KELLER-RAHBE, EDWIDGE, ed. Madame de Villedieu romancière: nouvelles perspectives de recherche. Lyon: Presses Universitaires de Lyon, 2004.
Review: C. Nedelec in FS 61.4 (2007), 513–14. This review, outlining the varied contributions, paints a positive picture of the scholarly work in this collection of articles from varied authors such as Faith Beasley, Donna Kuizenga, René Démoris, and Roxanne Lalande. The reviewer suggests that the volume will be of use to those with an interest in Mme de Villedieu herself, her writing, or the "roman" more generally.
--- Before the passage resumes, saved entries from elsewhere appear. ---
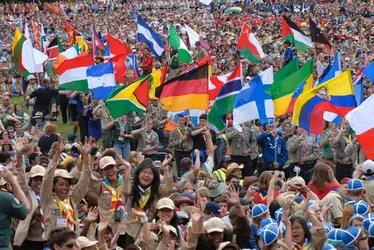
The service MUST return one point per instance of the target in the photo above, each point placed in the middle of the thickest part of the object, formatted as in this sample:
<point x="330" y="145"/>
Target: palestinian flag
<point x="17" y="46"/>
<point x="176" y="42"/>
<point x="249" y="46"/>
<point x="292" y="33"/>
<point x="317" y="35"/>
<point x="72" y="73"/>
<point x="129" y="98"/>
<point x="54" y="48"/>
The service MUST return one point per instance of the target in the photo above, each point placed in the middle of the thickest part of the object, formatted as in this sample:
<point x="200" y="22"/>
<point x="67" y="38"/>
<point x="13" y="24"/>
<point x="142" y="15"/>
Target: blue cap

MUNARI, SIMONA, ed. Charles Vion d'Alibray. Le Soliman, Tragi-comédie. Rome: Aracne, 2004.
Review: M. Pavesio in S Fr 153 (2007), 649: This critical edition compares Vion d'Alibray's work (the first French version) with its Italian sources and with the second French translation, Jean Mairet's Le grand dernier Solyman. Includes a brief bibliography.